It's an unfamiliar process, and one that a lot of beginners feel some anxiety about. Don't. It's quite straightforward: it's just buying a book--you've done that, haven't you? Don't over-think it, don't worry about whether you're making the "right" choice, don't spend months comparing lists and choosing. Just do it. Once you've got your first, you'll wonder what all the fuss was about. Thanks to the wonders of the internet, your book can be on its way to you in an hour if you have $20 to spend.
Typists blessed with a good local library don't even have to buy their books--they can just borrow one and type it up! (You may be able to scan a library book, but get some experience with scanning first, and avoid damage!)
Let's deal with the decisions and other issues of picking one.
Copyright
For your first book, don't try getting fancy with copyright issues. Choose one that was published before 1923, and you're in the clear for U.S. and PG copyright purposes. You can read the dates just as well as we can--with books printed before 1923, there are no hidden catches: "Pre-'23 is free". Just read the TP&V [V.25] of the book, and see that it was printed before 1923, and you have no problems. Of course, reprints [V.19] of books copyrighted pre-1923 (and various other cases) are also clear, but if you have any concerns, just stick to pre-'23 editions.
Which book?
The answer to this question is different for everyone, but see how much you agree with the following statements:
"I have a favorite book, and I'd really like to produce that."
Well, hey, this is no problem! You already know what you want. Go check out whether the book is already on-line [V.29].
"I'd like to work on an important book, but I don't know which."
Well, everybody's definition of "important" is different, but some people have put their various ideas forward already; you can see whether you agree with them! The InProg List contains some, with the notation "Suggested book to transcribe" beside them. Steve Harris keeps a list of unproduced possibles at Steveharris.net. John Mark Ockerbloom's "Books Requested" page lists titles that people have asked for. [B.4] Your problem if you fall into this category is that other people probably wanted to produce "important" books too, and lots are already done.

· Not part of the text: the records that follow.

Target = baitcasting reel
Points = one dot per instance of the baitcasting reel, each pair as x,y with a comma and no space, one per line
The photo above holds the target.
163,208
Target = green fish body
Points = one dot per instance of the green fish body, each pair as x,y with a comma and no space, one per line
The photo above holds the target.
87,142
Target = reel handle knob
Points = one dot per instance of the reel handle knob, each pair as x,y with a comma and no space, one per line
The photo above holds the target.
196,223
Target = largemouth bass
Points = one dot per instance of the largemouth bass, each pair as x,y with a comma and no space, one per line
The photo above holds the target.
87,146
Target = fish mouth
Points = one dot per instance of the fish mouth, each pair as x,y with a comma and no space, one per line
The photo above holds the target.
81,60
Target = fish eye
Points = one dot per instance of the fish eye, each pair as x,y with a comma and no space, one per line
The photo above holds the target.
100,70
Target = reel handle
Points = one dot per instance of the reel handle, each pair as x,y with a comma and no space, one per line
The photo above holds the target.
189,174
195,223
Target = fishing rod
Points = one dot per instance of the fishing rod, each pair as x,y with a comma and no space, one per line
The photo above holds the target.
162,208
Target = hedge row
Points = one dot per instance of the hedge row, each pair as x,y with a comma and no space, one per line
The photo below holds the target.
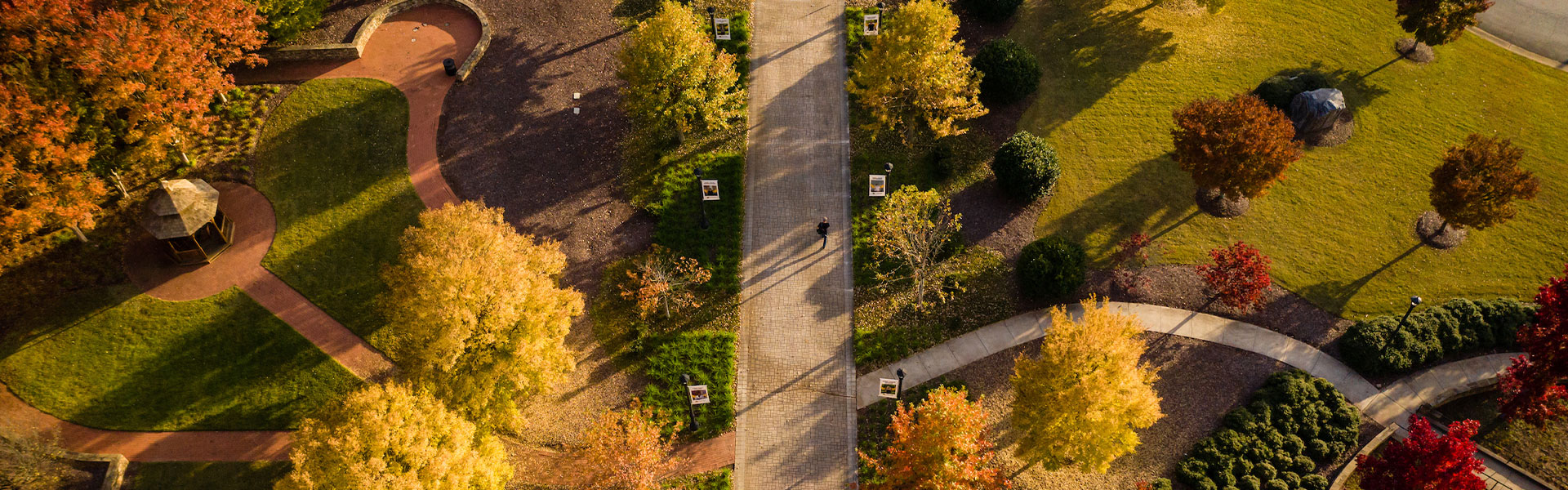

"I just want an easy, trouble-free book to start with."
Your first book doesn't have to be War and Peace (we've already got that anyway!). Here's a tip: try looking for children's or what we would nowadays call "Young Adult" books. These are typically short, and may have large print, which makes life much easier if you're scanning. They age well: children's stories from a century or more ago are still readable and interesting to children today. We have many children's and YA eBooks: not just the classics like Grimm and Andersen and Heidi and Oz and Peter Pan and William Tell, but lesser-known but still enchanting stories like The Counterpane Fairy, or Lang's Fairy books. There are series, like the Motor Girls, or the (Country) Twins series, or the Bobbsey Twins. There is lots and lots of material here for you to start with, and these books are relatively plentiful, since they were made to take the kind of treatment children dish out, and many of them have been in school libraries or attics for years.
Whatever your choice, pick a book that you'll like; you'll be living with it up close and personal for a while. Light reading, adventure fiction, and books aimed at younger readers are safe first choices for most people. If you admire 19th Century scientists or scholars, and want to immortalize their work, great! But don't feel that you have to dive in at the deep end just because someone else wants you to.
Getting your book: a practical exercise
The Search
At this point, you've got a list of books--maybe just one, maybe several by an author or two, maybe just a genre like "Children's Books" with some specific ideas. Maybe your mind is still wide-open.
Before used booksellers had the Net, finding a particular old book was a daunting job. Booksellers had informal networks among themselves and exchanged catalogs so that each would know something about what was available elsewhere, but, for a buyer, finding a particular book was still hit-and-miss. Now, however, a number of large sites provide a service to booksellers, where they can list their inventories for people to search from anywhere.
So now we go hunt for them on the Net. No, you don't have to buy them on the Net--you can rummage in booksales and garage sales and used bookstores, and that's its own kind of fun, though on a physical hunt, what you need is to bring a long list of "already done" books with you. But even if you never buy over the Net, it's a vast source of information about what books are available, which are plentiful, and which are cheap. It gives you some experience of what to expect when you do your in-person browsing.
Here's a story of a typical Net-hunt. And you can follow along with it at home. :-) Your results, and the sites you end up at, will be different from mine, but even if you don't end up buying a book on this hunt, you'll get some experience of what's involved. C'mon, do it with me--see if you can find a better bargain!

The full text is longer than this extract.